Youth As Seen Through The Rose Colored Glasses of Middle Age Part 2

Lou Ganapoler.
You say, “Mr Ganapoler?” He says, “Call me Lou.”
I say, “Fall in! Hats off! Glasses high! Wipe that tear from out of your eye. Here’s to Papa Bear—Best Boss Ever.”

It’s actually possible that someone didn’t like him, but it ain’t bloody likely. If you didn’t like Uncle Lou, you probably didn’t like dogs or children either, and you were gonna need a lot of help in your particular pursuit of happiness.
I remember when I was still on the dirty side of the dish room, he stopped and peered through that forest of glassware on the top shelf, and asked me if I’d gotten a raise yet. Sure, I was a really hard worker, but I’d only been there for two weeks, so I wasn’t even wondering when I’d get a raise. “Well, you’ve got one now,” was all he said. And sure enough, there it was in the next little brown envelope. (when’s the last time you saw one of those?)
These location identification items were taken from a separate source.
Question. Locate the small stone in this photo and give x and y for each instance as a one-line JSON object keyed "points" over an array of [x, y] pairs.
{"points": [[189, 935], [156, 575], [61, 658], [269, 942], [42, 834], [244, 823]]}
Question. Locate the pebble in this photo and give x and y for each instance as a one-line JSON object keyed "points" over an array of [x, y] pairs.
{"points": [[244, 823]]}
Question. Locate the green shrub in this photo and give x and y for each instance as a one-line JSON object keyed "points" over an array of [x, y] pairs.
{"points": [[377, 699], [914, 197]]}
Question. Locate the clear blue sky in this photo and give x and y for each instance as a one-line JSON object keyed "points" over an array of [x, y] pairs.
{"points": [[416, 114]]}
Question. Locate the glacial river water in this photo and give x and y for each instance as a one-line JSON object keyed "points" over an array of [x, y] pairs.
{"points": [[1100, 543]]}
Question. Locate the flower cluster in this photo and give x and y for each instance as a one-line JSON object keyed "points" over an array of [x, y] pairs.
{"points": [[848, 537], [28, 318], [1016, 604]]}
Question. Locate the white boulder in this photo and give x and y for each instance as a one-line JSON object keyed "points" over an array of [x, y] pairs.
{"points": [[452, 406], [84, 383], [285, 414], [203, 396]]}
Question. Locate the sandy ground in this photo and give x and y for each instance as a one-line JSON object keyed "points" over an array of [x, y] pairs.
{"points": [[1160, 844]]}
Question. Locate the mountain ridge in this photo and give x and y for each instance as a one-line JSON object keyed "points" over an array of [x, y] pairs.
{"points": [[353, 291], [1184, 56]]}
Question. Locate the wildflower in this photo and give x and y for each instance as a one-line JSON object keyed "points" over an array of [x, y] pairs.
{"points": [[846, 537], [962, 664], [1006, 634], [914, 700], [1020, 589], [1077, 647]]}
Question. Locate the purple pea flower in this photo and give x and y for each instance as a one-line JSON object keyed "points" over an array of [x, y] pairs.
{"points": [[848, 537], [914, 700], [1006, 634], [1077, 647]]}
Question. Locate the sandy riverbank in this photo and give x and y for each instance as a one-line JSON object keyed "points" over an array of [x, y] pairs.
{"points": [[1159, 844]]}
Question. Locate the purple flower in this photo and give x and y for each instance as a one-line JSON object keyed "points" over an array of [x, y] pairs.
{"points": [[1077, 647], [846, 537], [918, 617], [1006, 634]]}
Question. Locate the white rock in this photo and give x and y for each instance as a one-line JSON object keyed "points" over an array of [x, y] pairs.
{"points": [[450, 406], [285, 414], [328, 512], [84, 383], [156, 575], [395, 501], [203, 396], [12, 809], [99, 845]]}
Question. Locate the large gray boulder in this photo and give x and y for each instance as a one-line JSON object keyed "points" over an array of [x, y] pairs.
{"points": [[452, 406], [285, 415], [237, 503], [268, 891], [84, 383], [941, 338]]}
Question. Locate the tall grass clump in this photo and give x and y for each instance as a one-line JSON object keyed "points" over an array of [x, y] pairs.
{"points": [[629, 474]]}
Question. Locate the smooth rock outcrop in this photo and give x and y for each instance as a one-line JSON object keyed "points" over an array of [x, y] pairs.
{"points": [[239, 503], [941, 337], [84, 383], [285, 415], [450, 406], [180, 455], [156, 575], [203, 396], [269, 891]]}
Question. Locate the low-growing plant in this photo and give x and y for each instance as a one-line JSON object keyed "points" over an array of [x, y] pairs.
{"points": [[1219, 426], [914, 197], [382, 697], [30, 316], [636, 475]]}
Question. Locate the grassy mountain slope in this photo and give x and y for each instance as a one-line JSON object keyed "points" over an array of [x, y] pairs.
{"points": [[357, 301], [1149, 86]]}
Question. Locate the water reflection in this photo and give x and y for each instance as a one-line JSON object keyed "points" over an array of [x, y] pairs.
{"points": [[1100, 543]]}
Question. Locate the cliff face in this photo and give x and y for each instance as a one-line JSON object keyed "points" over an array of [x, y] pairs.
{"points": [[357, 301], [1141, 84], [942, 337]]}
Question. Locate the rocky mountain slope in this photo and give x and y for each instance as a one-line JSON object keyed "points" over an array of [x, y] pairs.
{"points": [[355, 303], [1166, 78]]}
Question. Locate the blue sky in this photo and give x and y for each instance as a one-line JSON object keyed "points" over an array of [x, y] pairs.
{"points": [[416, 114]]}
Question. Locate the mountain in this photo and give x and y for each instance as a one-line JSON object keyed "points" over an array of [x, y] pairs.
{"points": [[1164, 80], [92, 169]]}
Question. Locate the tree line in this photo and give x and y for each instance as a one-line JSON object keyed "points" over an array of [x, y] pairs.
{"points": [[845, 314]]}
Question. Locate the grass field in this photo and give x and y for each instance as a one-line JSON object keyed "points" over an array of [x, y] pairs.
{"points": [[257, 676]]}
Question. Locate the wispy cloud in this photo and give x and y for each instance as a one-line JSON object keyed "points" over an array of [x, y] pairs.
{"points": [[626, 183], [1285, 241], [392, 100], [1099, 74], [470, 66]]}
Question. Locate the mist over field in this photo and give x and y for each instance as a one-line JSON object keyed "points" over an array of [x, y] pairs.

For some reason (that actually made a lot of business sense) Frank and Lou encouraged individuality, and even a little eccentricity, in their employees. The Monday I first went in for an interview I was wearing a beard, hiking boots, tights, and a big poncho. Nothing else. They took my picture, like they did everybody’s, and said that they’d let me know. It was almost like an audition, and they were looking for interesting characters to play parts in that slightly skewed little movie they were always making. And just like Easy Rider, they made a lot of money.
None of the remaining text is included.